C'est à dire que le Conseil Constitutionnel a fait exactement son travail, sans se laisser influencer par l'actualité ou par les problèmes de la majorité présidentielle (ça a l'air normal vu comme ça mais c'est tellement rare que ça mérite d'être signalé).
Mais voila qui n'arrange pas les affaires de nout'président. Faire passer le texte en seconde lecture à l'assemblée donnerait désormais l'impression d'avoir dérangé le Conseil Constitutionnel pour des queues de cerises et de se tamponner de son opinion.

De plus, d'après "Le Monde" : M. de Villepin mais aussi Jean-Louis Debré, président de l'Assemblée nationale et proche de M. Chirac, [ont] mis leur démission dans la balance si une seconde délibération au Parlement devait être demandée par le président.

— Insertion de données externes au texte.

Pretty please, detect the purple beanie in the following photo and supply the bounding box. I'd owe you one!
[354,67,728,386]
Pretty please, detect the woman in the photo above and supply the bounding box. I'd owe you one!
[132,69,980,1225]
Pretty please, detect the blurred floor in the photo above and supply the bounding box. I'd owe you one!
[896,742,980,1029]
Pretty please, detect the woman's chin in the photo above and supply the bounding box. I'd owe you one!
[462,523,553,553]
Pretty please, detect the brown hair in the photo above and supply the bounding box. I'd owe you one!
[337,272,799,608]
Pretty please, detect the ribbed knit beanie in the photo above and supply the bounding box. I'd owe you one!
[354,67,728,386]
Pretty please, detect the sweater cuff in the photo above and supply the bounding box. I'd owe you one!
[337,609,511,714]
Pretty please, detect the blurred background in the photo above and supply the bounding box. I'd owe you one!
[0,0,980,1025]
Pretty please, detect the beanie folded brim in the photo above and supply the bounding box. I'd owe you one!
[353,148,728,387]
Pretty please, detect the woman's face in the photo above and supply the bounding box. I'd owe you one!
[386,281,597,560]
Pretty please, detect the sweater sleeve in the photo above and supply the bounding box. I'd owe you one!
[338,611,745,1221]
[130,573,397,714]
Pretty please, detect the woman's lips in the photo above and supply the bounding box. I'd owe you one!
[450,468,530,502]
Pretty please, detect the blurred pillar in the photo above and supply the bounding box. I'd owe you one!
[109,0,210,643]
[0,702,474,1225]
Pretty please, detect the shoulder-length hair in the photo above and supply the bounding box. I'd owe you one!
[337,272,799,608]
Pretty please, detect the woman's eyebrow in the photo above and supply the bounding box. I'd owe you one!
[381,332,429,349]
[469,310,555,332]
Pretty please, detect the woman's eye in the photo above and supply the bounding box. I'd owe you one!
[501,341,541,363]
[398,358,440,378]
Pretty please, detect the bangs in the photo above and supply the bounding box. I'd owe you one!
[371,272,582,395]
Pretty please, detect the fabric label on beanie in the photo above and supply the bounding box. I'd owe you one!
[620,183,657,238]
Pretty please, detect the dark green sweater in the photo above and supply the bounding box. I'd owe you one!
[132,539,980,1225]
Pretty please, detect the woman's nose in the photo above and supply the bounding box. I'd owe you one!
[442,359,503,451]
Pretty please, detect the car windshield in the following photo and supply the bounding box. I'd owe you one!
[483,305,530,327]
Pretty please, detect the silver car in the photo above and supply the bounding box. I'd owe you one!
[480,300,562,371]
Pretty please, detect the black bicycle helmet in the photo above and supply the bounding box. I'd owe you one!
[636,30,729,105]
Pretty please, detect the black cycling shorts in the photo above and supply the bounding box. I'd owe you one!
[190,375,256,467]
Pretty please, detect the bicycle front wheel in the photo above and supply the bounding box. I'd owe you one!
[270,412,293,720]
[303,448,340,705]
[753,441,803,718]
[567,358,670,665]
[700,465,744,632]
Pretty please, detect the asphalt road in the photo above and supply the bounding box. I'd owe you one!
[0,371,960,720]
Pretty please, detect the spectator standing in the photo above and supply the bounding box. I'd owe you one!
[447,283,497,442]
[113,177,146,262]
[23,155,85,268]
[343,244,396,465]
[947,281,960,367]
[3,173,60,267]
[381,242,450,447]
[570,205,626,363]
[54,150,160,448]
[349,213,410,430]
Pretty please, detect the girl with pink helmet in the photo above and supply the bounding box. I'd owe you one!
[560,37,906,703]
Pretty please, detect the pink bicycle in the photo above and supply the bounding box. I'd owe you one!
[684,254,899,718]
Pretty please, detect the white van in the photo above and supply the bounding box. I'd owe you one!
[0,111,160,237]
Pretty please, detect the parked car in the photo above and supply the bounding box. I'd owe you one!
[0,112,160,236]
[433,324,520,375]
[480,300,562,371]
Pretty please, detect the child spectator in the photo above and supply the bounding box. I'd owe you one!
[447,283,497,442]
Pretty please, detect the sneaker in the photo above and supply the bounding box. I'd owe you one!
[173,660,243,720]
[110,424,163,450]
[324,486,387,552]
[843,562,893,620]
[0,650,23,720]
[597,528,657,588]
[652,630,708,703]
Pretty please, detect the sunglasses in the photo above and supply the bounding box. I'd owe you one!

La nouvelle idée semble de dramatiser et d'accorder au mouvement anti-C.P.E. un statut du type mai-68 et de faire un "Grenelle social" (la négociation sur les salaires, qui avait eu lieu rue de Grenelle en 1968 avait permis de sortir de la crise) qui permette de remplacer le C.P.E. sur la base d'un dialogue social le plus large et le plus ouvert possible.
Tout ça parce qu'un présomptueux se prenant pour un grand homme a décidé non pas de "prendre" la France mais de la violer, sans tenir aucun compte des conséquences de ses actes et en laissant Chirac (qui n'est pourtant plus vraiment en situation de régler les crises, on s'en est aperçu l'an dernier) éteindre le feu.

Villepin a donc échoué et s'il se présente en 2007 (ce qui n'est plus du tout évident) il va perdre. Chirac va devoir finir son quiquennat tout seul avec un Villepin carbonisé ou nommer un nouveau (une nouvelle ?) premier ministre.

En tout cas notre "Grand Oracle" va causer dans le poste ce soir à 20h et j'ai hâte de voir ça. Je ne peux pas m'empêcher d'espérer qu'il prenne la mesure de la situation et que son intervention nous surprenne ou crée une dynamique nouvelle…

…mais bon, c'est Chirac, hein.

La plus belle fille du monde ne peut donner que ce qu'elle a.